Au-dessus des angoisses du commencement flottent celles d’être ou ne pas être suffisamment ouvert, libre, intelligent, inventif, écoutant, sensible au vent qui passe à travers notre être pour en saisir les traces invisibles qu’il laisse en passant et qui sont le sel de ce qui va advenir.
Ouvert vers le possible, cueillir au passage les graines de ce possible et les planter dans le terreau des répétitions.
Ouvert aussi aux terribles secrets du passé de l’être qui portent en partie la créativité, passage obligé pour obtenir le droit à l’existence. Créer pour avoir le droit de vivre.
Surtout créer dans le flux de vie. Pour la vie, par la vie.
Si j’ai eu besoin de passer par ce rappel du sens profond de notre métier, c’est pour ne pas me laisser engluer par les besoins de confort et de succès obligatoire, si tant est que ces besoins existent.
Tout cela ne garantit pas le résultat ! Mais en revanche, son absence nous garantirait un triste vide de sens, de joie et de partage.
Et j’écris, pour être, mes carnets interrompus. Alors je continue ?
Je continue !
Salut et fraternité, à la prochaine !
Bernard Kudlak
(*) (Citation de Daniel Sibony in "CREATION, essai sur l’art contemporain", Édition du Seuil, la couleur des idées...)
PS 1 : Quand j’ai fait lire le brouillon de cette lettre à mes associés, Robert et Jean-Marie m’ont mis en garde contre mon manque de modestie, ayant perçu dans ce qui précède une posture du type "nous autres, on fait des choses bien et vous artistes contemporains, vous faites de la merde". Ce n’est pas ce que je pense, ni ce que je veux dire (du reste, grâce à leurs pertinentes remarques, j’ai modifié mon texte.
PS 2 : la fin de "Baiji", déesse du fleuve (dans "Le Monde" du mardi 7 août).

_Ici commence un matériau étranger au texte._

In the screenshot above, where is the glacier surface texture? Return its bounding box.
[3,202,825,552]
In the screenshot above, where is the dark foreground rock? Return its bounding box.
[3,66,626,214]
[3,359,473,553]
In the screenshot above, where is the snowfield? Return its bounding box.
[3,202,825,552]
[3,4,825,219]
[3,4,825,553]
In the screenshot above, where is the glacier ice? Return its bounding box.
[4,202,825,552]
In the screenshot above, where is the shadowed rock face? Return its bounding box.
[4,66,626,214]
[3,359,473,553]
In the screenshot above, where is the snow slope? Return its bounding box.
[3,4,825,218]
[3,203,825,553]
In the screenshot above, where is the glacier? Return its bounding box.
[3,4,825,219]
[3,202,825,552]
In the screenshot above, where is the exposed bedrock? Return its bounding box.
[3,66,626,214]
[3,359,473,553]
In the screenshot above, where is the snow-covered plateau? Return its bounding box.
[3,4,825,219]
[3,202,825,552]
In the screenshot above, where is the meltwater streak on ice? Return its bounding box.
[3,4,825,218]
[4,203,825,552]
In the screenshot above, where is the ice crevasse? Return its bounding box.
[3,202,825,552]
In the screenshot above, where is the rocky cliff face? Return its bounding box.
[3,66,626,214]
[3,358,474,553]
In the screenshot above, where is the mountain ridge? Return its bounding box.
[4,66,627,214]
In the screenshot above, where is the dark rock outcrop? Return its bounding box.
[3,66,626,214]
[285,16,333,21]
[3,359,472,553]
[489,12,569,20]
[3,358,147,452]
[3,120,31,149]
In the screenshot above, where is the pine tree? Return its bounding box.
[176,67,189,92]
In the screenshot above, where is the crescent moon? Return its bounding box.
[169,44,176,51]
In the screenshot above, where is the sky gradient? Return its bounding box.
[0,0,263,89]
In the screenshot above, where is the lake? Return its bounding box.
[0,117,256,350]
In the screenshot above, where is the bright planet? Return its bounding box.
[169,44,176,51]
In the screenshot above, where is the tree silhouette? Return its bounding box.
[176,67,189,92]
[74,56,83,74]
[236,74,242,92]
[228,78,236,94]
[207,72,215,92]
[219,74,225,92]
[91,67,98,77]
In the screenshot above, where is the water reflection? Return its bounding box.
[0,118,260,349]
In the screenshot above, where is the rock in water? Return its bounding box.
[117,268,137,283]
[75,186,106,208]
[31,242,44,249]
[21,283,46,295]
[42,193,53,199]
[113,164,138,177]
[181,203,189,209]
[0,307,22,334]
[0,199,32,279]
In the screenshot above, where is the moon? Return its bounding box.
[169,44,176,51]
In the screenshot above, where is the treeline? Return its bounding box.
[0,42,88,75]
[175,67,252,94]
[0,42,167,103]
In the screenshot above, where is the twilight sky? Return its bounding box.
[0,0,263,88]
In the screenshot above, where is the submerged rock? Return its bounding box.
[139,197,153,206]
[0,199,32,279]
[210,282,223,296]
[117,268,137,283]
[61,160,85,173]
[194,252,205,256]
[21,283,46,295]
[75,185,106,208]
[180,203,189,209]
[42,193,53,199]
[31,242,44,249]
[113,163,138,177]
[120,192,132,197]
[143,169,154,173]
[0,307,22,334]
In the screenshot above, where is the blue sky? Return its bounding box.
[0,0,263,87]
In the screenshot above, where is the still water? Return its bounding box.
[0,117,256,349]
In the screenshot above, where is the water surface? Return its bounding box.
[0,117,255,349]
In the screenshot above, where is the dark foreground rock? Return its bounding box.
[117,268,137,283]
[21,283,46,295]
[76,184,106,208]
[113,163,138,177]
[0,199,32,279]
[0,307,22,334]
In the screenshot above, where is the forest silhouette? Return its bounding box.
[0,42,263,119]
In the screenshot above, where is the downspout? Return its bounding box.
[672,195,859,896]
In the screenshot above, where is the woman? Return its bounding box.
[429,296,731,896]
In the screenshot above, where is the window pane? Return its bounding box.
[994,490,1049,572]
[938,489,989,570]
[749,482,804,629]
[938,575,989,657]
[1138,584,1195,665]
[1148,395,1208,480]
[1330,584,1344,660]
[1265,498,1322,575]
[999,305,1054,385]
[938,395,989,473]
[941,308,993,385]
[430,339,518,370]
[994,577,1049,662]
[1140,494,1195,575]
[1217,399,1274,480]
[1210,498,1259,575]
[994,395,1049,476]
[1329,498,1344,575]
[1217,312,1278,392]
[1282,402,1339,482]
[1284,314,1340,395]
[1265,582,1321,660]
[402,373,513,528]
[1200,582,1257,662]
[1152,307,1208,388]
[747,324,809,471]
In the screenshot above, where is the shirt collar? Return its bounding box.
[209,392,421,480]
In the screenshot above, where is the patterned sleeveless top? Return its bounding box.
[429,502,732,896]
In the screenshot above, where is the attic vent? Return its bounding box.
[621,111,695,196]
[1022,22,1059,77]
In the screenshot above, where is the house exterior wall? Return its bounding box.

Le dernier spécimen du dauphin du Yangzi, une espèce d’eau douce vénérée par les Chinois, a disparu, victime de la pollution et des hommes. Les extinctions de mammifères sont rares. La Déesse du Yangzi n’est plus. Le reste est à venir.
Une autre info : le Rhône est mort, du moins cancérisé au dernier degré, totalement et durablement pollué au pyralène pour plusieurs décennies, les doses font que tout l’écosystème est touché et les poissons immangeables, car devenus cancérigènes. Le pyralène se fixe dans les pierres et le fond de la rivière. La dépollution prendra plusieurs dizaines d’années si elle est réalisable… C’est un Tchernobyl français.
PS 3 : Et l’art et les artistes ?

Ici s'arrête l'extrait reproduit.